The ASA also said that “while we acknowledged that CPD training was a widely recognised form of ongoing professional development and training, we understood that there was a distinct difference between a CPD certificate and a recognised qualification. We understood that CPD training sat outside of the qualifications framework and could not offer recognised qualifications, such as a National Vocational Qualification.”


The ASA finding went on, “Prospective students would have understood from the ad that they would be “FULLY QUALIFIED” after completing the course, but in fact the course was designed as an introduction to the topic, and further training and experience would be expected to be completed in order to work independently.  Also, because the ad made reference to achieving a qualification, when in fact students would receive a CPD certificate, and not a recognised qualification, we concluded that it was likely to mislead.”


The aesthetics training company has now been warned to ensure that it does not imply that courses it offers provide people with recognised qualifications if that is not the case.


Prof.
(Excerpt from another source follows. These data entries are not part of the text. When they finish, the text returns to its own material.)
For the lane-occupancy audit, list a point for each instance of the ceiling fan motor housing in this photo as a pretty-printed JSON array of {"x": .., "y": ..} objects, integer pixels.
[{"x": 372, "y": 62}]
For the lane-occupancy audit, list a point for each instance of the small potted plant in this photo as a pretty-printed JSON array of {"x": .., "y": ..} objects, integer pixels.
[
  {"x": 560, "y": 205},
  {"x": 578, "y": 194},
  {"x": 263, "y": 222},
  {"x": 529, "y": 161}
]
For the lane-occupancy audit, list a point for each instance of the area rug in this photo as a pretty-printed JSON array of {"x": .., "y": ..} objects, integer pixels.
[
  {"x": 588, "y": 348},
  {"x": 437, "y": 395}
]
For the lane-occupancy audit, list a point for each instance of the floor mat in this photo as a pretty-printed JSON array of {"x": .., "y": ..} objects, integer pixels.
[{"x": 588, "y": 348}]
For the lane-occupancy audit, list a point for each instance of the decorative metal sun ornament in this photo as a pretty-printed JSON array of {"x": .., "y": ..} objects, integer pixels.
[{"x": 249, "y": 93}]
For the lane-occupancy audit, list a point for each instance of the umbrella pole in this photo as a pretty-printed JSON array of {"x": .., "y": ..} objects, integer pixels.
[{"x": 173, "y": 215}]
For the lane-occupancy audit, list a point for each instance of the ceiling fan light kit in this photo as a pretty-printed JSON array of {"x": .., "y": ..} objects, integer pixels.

David Sines, the chair of JCCP said:


“Cases like this underline the urgent need for better regulation in the non-surgical cosmetic treatments sector.  The government has just concluded a national consultation on the introduction of a new licensing scheme that will ensure people who administer cosmetic procedures are properly experienced, trained and qualified, have the necessary insurance cover and operate from premises that are clean, hygienic and suitably licensed.”


This ASA ruling represents an explicit distinction between fully endorsed aesthetics qualifications and short CPD courses.  The new proposed licensing scheme cannot be implemented quickly enough if we are to improve consumer safety and reduce the risk of injury and harm arising from inadequate training and ‘botched’ cosmetic treatments.”
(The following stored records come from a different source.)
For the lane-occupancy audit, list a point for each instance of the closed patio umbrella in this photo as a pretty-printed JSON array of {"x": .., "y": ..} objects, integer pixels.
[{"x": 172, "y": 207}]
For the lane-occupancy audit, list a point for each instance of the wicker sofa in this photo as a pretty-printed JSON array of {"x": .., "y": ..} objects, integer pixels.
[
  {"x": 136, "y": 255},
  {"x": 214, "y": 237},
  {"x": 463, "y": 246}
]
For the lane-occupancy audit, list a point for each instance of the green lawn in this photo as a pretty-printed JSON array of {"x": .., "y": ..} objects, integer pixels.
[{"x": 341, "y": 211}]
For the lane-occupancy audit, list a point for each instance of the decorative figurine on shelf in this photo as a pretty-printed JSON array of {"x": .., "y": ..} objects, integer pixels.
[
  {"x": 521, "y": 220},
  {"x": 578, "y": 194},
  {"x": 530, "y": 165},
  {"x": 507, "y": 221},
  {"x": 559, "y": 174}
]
Dawn Knight, a JCCP Trustee who works on complaints said:


“Over the past six months the JCCP has received almost 50 complaints about aesthetic training providers.  We have seen an increase in false claims that advertised training qualifications will offer a satisfactory response to the new, proposed licensing scheme and some advertisers openly encouraging students to take advantage of the current lack of regulation. 


“We have also received complaints about poor hygiene in training premises and concerns over the use of unlicenced – and in some cases counterfeit – products being used.  It is essential that we crack down on misleading advertising and encourage consumers to use cosmetic practitioners who are on our official register which is accredited by the Professional Standards Authority.”